We Are The Potter, You Are The Clay
poetry
We Are The Potter, You Are The Clay
Theona Councillor
“The Red Chair” by Timothy Neesam is licensed under CC BY 2.0
Your words they tell my story, from your white-washed point of view
You choose to see, with those rose-tinted lenses you see me thru
You’ve rarely come to ask me, but it’s alarming when you do
Mis-quoted, mis-judged and misunderstood, quick, that interview,
And . . .with no follow thru
Just little snip-its of information, as you snatch from here and there
Proclaiming ‘How we are reconciled’, and ‘Advance Australia Fair’

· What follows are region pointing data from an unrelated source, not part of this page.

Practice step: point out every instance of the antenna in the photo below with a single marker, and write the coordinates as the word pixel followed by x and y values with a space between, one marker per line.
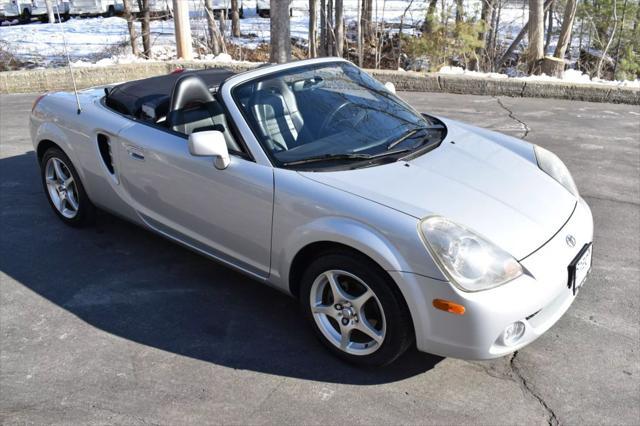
pixel 66 52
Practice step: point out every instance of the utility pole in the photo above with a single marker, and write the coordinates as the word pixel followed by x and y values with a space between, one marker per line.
pixel 50 14
pixel 183 29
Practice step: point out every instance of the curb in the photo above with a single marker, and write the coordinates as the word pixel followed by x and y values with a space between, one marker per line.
pixel 57 79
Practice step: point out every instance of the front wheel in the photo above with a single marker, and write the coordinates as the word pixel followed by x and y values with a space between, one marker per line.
pixel 64 191
pixel 355 309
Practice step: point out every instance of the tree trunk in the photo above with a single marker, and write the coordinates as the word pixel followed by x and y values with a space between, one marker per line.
pixel 518 39
pixel 339 28
pixel 222 20
pixel 536 35
pixel 565 31
pixel 552 66
pixel 429 20
pixel 459 11
pixel 133 36
pixel 606 48
pixel 549 28
pixel 359 34
pixel 50 15
pixel 313 28
pixel 323 28
pixel 366 20
pixel 331 36
pixel 280 31
pixel 145 28
pixel 182 29
pixel 235 18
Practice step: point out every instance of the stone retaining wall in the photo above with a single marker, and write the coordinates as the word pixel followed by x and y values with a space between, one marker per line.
pixel 59 79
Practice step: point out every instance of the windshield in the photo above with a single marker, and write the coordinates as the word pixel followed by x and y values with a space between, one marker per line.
pixel 330 115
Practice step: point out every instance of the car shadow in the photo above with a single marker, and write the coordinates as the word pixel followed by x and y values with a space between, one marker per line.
pixel 129 282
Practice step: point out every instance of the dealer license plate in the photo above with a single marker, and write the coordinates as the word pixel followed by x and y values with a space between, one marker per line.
pixel 579 268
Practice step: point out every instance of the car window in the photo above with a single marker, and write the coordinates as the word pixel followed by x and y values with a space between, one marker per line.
pixel 330 114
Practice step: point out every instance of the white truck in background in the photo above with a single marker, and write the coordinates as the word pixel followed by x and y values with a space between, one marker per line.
pixel 263 8
pixel 26 10
pixel 96 7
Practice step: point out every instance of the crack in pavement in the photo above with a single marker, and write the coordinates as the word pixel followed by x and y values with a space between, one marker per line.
pixel 524 384
pixel 524 125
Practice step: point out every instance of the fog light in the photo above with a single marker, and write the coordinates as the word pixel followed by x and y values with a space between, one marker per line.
pixel 513 333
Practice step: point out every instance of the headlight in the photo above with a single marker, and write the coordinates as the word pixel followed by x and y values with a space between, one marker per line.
pixel 471 262
pixel 552 165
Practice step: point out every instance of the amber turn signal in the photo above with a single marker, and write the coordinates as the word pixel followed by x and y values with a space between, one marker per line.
pixel 445 305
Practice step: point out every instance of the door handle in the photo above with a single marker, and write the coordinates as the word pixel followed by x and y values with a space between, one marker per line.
pixel 135 152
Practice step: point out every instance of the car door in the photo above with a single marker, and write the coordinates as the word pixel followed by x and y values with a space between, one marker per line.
pixel 226 214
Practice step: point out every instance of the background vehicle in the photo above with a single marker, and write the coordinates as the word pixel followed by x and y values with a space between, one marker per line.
pixel 263 8
pixel 25 10
pixel 96 7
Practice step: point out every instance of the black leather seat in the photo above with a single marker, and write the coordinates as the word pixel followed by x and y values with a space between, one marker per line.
pixel 194 109
pixel 275 109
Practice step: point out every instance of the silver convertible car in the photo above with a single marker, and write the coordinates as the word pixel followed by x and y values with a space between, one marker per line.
pixel 390 226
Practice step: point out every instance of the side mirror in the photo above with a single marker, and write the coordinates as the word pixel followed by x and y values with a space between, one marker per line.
pixel 210 143
pixel 390 87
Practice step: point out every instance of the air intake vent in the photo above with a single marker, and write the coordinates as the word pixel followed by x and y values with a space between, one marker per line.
pixel 104 145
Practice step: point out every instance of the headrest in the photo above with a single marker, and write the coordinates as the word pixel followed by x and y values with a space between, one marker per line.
pixel 189 89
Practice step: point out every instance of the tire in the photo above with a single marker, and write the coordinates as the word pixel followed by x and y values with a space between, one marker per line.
pixel 383 314
pixel 65 193
pixel 25 17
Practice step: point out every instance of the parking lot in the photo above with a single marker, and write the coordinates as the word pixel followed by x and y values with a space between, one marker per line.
pixel 114 324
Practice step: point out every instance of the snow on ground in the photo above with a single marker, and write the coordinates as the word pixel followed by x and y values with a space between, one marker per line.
pixel 569 76
pixel 93 39
pixel 104 41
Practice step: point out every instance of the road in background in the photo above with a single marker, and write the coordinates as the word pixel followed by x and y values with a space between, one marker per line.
pixel 113 324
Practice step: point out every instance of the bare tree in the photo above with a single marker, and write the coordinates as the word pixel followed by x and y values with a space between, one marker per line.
pixel 222 19
pixel 565 30
pixel 459 11
pixel 313 30
pixel 235 18
pixel 143 5
pixel 366 20
pixel 339 27
pixel 608 45
pixel 323 28
pixel 517 40
pixel 430 18
pixel 359 34
pixel 327 34
pixel 133 36
pixel 182 28
pixel 280 31
pixel 536 35
pixel 549 27
pixel 404 14
pixel 215 40
pixel 50 15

When I hear reconciliation, I cringe when you use that word
For we’ve never lived in harmony, regardless what you’ve heard
When our men came back from war, full of despair and full of pain
They watched as their white brothers got land, they did not receive the same
You ponder . . . if only blacks were a little more like us.
You’ve taken my power, you’ve changed my name
Your reasoning: I can somehow be the same
If only blacks did strive enough, if they only would but try
They could live alongside us, but you never truly believed that lie
You teach us how to follow the rules, you teach us your better way
Yet you never stop to think, maybe, we are the potter and you are the clay
You shy from our voice in parliament, you shy from the word ‘treaty’
But you would change your opinions, if you ever lived as me
Come make us part of the conversation, are you so afraid to try?
Afraid to find the common ground, to find where we see eye to eye?
Come listen, let this knowledge reside within, potential synergy to find the way
May this knowledge become your understanding, let it resonate, may it sway
Lest we forget
Federation . . . . the aborigine shall not be counted
Assimilation . . . . they need be more like us
Stolen generations . . . . it is for their own good
It says you are excluded
It says you are the dispossessed
It says you are. . . . Never. Quite. Good enough
It says the Aborigine shall not be equal, then you tell me it is me.